The fruits of Schisandra sphenanthera (dioecious) are used to produce ‘Nan-Wuweizi’, an important Chinese medicine. However, long-term exploitation and habitat destruction have threatened these plants in nature. Knowledge of the reproductive biology of S. sphenanthera is essential to help formulate a conservation strategy for these plants. Field studies were conducted at Jigong Mountain (JGM) and Jinji Valley (JJV) in Henan and Hubei Provinces, China. The reproductive biology of S. sphenanthera was analyzed at these sites, including population structure, pollination, floral morphology, and natural fruit set. The 11 populations at two sites were male biased. The primary floral visitors were gall midges (Resseliella sp., Cecidomyiidae; Diptera) and thrips (Thrips flavidulus; Thysanoptera).

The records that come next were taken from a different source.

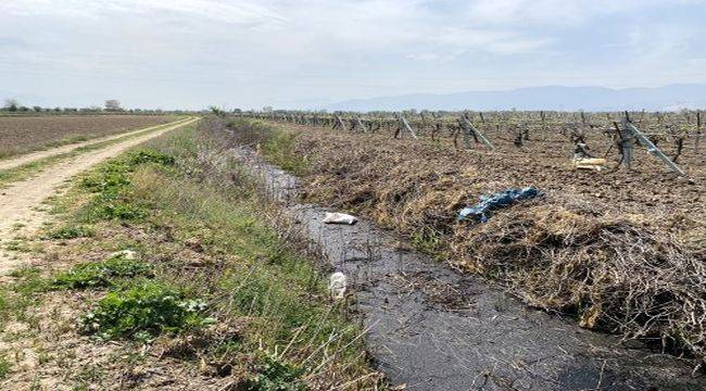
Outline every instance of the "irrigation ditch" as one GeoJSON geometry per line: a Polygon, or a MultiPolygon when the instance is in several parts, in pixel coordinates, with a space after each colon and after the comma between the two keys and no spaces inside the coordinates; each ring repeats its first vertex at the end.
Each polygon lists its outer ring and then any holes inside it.
{"type": "MultiPolygon", "coordinates": [[[[232,131],[232,130],[225,130],[232,131]]],[[[262,192],[349,281],[349,305],[379,370],[406,390],[696,390],[688,361],[533,310],[361,219],[326,225],[299,180],[255,150],[229,151],[262,192]]],[[[335,211],[336,212],[336,211],[335,211]]]]}

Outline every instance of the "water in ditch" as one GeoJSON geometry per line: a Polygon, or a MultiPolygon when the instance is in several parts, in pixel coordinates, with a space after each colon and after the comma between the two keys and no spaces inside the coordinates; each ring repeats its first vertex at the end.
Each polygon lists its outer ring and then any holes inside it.
{"type": "Polygon", "coordinates": [[[399,245],[362,220],[326,225],[298,179],[251,149],[231,153],[348,276],[379,369],[406,390],[706,390],[688,362],[527,307],[486,281],[399,245]]]}

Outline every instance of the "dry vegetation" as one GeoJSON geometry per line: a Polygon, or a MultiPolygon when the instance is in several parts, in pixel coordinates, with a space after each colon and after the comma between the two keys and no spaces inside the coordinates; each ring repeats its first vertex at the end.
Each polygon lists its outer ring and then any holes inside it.
{"type": "MultiPolygon", "coordinates": [[[[367,215],[530,305],[575,314],[583,327],[653,340],[697,362],[706,354],[706,171],[693,140],[680,160],[689,176],[679,178],[644,151],[632,172],[573,171],[562,128],[531,133],[521,147],[513,131],[487,128],[497,148],[490,152],[454,148],[451,135],[414,141],[278,126],[289,136],[261,141],[261,150],[299,167],[305,199],[367,215]],[[456,222],[480,195],[525,186],[545,197],[486,224],[456,222]]],[[[600,152],[612,143],[598,131],[588,141],[600,152]]],[[[618,159],[616,149],[608,157],[618,159]]]]}
{"type": "Polygon", "coordinates": [[[165,124],[165,115],[0,116],[0,159],[165,124]]]}

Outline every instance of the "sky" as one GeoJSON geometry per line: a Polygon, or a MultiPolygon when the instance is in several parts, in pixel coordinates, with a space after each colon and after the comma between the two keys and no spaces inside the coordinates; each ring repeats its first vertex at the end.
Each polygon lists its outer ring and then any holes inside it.
{"type": "Polygon", "coordinates": [[[0,99],[310,109],[706,83],[706,0],[0,0],[0,99]]]}

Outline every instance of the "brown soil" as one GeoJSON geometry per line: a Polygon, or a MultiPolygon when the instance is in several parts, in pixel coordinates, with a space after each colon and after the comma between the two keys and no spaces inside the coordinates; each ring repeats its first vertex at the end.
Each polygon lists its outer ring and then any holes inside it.
{"type": "MultiPolygon", "coordinates": [[[[115,156],[126,149],[173,130],[187,123],[160,128],[143,136],[130,138],[104,149],[87,152],[61,162],[28,180],[20,181],[0,190],[0,277],[17,268],[23,260],[7,252],[4,244],[17,236],[30,235],[46,220],[47,215],[40,209],[41,202],[56,192],[66,179],[115,156]]],[[[22,156],[17,159],[23,159],[22,156]]]]}
{"type": "Polygon", "coordinates": [[[165,115],[38,115],[0,117],[0,159],[173,121],[165,115]]]}

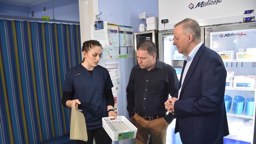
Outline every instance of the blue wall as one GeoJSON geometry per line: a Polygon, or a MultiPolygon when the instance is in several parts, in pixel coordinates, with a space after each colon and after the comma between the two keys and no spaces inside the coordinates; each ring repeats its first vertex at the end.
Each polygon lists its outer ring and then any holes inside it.
{"type": "MultiPolygon", "coordinates": [[[[59,20],[79,21],[78,0],[54,0],[54,18],[59,20]]],[[[0,15],[31,17],[31,11],[34,11],[34,18],[48,16],[53,18],[52,1],[26,7],[0,2],[0,15]],[[46,12],[43,7],[46,7],[46,12]]]]}
{"type": "MultiPolygon", "coordinates": [[[[149,17],[158,17],[157,0],[98,0],[99,12],[101,20],[108,23],[120,25],[132,26],[134,32],[138,32],[139,26],[145,23],[145,20],[139,19],[139,14],[146,12],[149,17]]],[[[118,114],[129,118],[126,110],[126,87],[132,68],[134,66],[134,59],[102,59],[103,62],[119,62],[120,89],[121,94],[117,96],[118,114]]]]}
{"type": "Polygon", "coordinates": [[[99,12],[102,20],[133,28],[134,32],[139,31],[139,26],[146,20],[139,19],[139,14],[146,12],[148,17],[158,17],[157,0],[98,0],[99,12]]]}
{"type": "Polygon", "coordinates": [[[29,13],[28,7],[0,2],[0,15],[28,17],[29,13]]]}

Floral visitor exclusion experiments and pollen load analysis indicate that gall midges are the primary pollinators. Pollen was the only floral reward for the gall midges. Female flowers attracted pollinators using deceit. The natural fruit set ratio in the cut forest site (JJV) was significantly lower than that at the JGM site, where habitats of S. sphenanthera were well preserved. This indicates that the life cycles of S. sphenanthera and the pollinating insects are vulnerable in disturbed (or cut) habitats.